Below is a brief description of the ANSI system so you can see how we arrive at the numbers above.

ANSI-NEMA FL-1

On August 18, 2009, the American National Standards Institute (ANSI) approved a new specification standardizing flashlight performance. The standard was developed by the Flashlight Standards Committee of the National Electrical Manufacturers Association (NEMA). The committee consisted of a number of flashlight manufacturers. The resulting specification is called ANSI/NEMA FL-1. As with many technical specifications, the full standard can only be purchased from ANSI or NEMA.

The purpose of the standard is to allow consumers to make apples-to-apples comparisons of lights and to eliminate exaggerated light performance. The tests can be performed by the manufacturer or an independent lab. The necessary equipment and calibration makes this an expensive undertaking.

The FL-1 Standard

Here is information that is known from public sources. Performance of flashlights is measured using new batteries included with the light when purchased or, if no batteries are included, the batteries recommended by the packaging. There are six criteria used:

Light Output

Total lumens of output, measured in an integrating sphere after the light has been on for 30-120 seconds. 30 seconds gives a little time for the LED to get hot and the battery voltage to sag which will usually result in a lower output number.

Runtime

The amount of continuous runtime (in minutes) until the light output drops to 10% of its original value (measured 30 seconds after turning the light on).

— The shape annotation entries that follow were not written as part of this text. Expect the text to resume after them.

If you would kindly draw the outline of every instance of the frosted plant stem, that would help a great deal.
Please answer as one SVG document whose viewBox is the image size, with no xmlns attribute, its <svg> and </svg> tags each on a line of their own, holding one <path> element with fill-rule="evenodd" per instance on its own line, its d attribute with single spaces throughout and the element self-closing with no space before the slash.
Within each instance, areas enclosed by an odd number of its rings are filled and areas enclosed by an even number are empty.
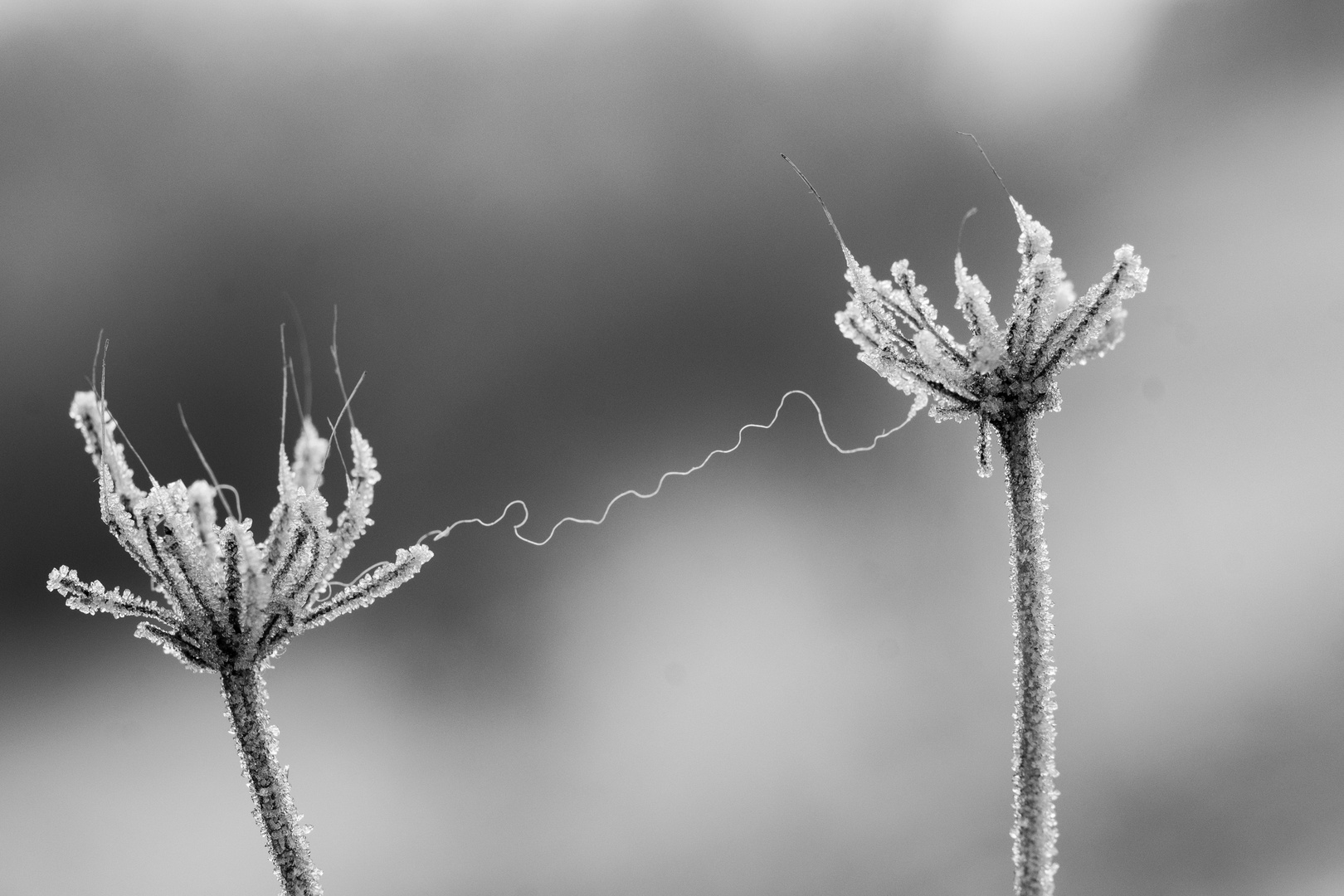
<svg viewBox="0 0 1344 896">
<path fill-rule="evenodd" d="M 1044 493 L 1036 457 L 1036 415 L 996 420 L 1007 466 L 1012 533 L 1013 642 L 1013 892 L 1055 892 L 1055 629 L 1050 613 Z"/>
<path fill-rule="evenodd" d="M 220 670 L 224 701 L 233 717 L 234 740 L 242 758 L 243 772 L 253 791 L 253 815 L 261 825 L 270 850 L 276 875 L 285 885 L 285 896 L 321 896 L 321 875 L 308 853 L 305 830 L 298 823 L 294 801 L 289 797 L 289 776 L 276 762 L 280 733 L 266 712 L 265 682 L 253 668 Z"/>
</svg>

This test is done using the batteries included with the flashlight. If no batteries are included, the test is done using the manufacturer-recommended batteries.

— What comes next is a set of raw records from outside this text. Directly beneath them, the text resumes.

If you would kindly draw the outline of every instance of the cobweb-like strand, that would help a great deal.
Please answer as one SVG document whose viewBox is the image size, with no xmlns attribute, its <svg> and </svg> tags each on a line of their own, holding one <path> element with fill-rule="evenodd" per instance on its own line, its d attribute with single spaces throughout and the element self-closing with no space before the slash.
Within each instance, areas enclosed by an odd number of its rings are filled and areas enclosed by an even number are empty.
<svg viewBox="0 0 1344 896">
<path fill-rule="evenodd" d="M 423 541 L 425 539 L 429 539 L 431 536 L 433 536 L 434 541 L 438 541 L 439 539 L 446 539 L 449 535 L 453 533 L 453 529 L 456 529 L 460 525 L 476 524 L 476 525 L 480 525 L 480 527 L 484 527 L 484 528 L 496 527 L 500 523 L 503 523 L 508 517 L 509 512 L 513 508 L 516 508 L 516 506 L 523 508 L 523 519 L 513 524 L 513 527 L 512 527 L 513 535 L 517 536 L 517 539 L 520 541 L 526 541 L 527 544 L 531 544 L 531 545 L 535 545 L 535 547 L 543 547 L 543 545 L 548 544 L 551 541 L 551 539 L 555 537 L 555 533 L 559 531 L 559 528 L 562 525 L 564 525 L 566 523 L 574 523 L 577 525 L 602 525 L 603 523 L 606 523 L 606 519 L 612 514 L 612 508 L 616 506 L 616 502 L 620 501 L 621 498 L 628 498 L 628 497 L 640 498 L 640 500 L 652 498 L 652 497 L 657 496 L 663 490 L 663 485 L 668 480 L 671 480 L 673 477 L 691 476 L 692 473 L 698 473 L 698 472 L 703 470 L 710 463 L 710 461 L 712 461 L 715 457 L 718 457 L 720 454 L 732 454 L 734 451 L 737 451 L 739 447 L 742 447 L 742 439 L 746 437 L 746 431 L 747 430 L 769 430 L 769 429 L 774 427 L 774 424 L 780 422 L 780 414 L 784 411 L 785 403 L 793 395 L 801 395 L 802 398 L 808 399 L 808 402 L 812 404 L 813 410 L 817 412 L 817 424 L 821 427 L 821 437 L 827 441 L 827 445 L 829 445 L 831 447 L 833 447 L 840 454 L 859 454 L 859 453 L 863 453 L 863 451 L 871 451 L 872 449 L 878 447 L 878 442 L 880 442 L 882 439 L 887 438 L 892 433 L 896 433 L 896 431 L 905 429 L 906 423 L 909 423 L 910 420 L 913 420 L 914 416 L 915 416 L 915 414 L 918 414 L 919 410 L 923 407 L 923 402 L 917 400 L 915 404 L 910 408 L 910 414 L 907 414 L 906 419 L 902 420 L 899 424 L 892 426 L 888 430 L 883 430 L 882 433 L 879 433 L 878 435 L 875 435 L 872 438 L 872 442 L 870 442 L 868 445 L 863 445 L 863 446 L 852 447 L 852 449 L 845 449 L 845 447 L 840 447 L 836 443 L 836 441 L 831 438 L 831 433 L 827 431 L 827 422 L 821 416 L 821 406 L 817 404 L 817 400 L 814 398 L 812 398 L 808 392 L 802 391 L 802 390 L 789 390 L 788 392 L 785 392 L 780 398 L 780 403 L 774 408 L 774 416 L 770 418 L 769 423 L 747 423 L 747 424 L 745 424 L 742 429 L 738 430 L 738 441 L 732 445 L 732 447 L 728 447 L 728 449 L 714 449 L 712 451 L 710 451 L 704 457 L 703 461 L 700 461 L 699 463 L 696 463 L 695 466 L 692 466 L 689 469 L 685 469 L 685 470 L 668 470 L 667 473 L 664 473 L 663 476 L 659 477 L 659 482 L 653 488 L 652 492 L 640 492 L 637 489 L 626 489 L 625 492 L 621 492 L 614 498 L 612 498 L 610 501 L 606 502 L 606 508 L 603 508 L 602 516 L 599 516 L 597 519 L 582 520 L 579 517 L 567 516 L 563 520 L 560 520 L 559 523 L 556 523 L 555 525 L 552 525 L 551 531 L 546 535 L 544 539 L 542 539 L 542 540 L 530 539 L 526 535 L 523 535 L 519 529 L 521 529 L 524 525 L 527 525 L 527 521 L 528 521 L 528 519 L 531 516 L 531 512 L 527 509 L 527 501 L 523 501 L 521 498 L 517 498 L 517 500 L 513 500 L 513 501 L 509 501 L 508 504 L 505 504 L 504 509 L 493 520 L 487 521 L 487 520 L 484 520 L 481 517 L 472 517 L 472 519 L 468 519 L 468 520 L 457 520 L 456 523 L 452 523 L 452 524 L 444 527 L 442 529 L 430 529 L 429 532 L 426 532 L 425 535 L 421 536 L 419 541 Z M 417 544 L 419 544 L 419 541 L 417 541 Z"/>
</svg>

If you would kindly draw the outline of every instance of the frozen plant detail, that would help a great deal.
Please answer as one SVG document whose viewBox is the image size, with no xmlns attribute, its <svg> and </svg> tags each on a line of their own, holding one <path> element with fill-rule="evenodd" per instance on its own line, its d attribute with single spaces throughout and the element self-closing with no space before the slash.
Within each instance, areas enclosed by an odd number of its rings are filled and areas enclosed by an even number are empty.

The test is done in an integrating sphere just like the lumen test with light output measured every 15 minutes. 10% of brightness probably gives inflated runtime numbers. In the past, some testers used 50% to be a little more practical, but with most batteries, the drop-off is usually pretty quick and the time between 50% and 10% usually is not long.

Peak Beam Intensity

Light intensity in candela (cd) at the brightest part of the beam. A lux reading in the brightest portion of the beam is taken at some distance (2m, 10m, or 30m) with the light on its brightest mode and tightest focus at some time between 30 and 120 seconds of turning the light on. The lux reading is multiplied by the square of the distance in meters to get candela. Regardless of the distance at which the reading is taken, you should end up with the same value in candela, therefore the measurement is independent of distance. A lux reading taken at 1 meter distance is the same as candela (since 1 squared is 1).

Beam Distance

The distance in meters at which the flashlight produces a light intensity of 0.25 lux. This is not very bright, about equal to a full moon. This distance is not actually measured. Instead the value is calculated by taking the peak beam intensity measured above, dividing by 0.25 lux, and taking the square root of the result. For example, the Sniper Hog Lights 66LR with a Red LED has a peak beam intensity of 42,400 cd. Divide this by 0.25 to get 169,600. Now take the square root to get 411.82. Now if we round that up it comes out to 412 meters or 450 yards.

Water Resistance

There are three possible ratings:

IPX4 "Water resistant" Light can be splashed with water from all directions without water getting inside.

IPX7 "Water proof" The light can be submerged in 1 meter of water for 30 minutes. Water can leak into the light, but not into areas with electronics or batteries. The light must still operate when removed from the water and then is tested again 30 minutes after being removed.

IPX8 "Submersible" The light can be submerged for 4 hours to some depth greater than 1 meter. The depth would be specified, e.g. IPX8 10 meters. Realistically the light is not put in the given depth of water, but instead is completely submerged in a container and the pressure is then increased to simulate the depth.

Impact Resistance

Height, in meters, from which the light (including batteries) can be dropped onto concrete without cracking or breaking and still function. Lights are dropped while in the Off position and allowed to come to rest before inspecting for damage. For ratings over 1 meter, each sample light is dropped six times with different faces towards the ground.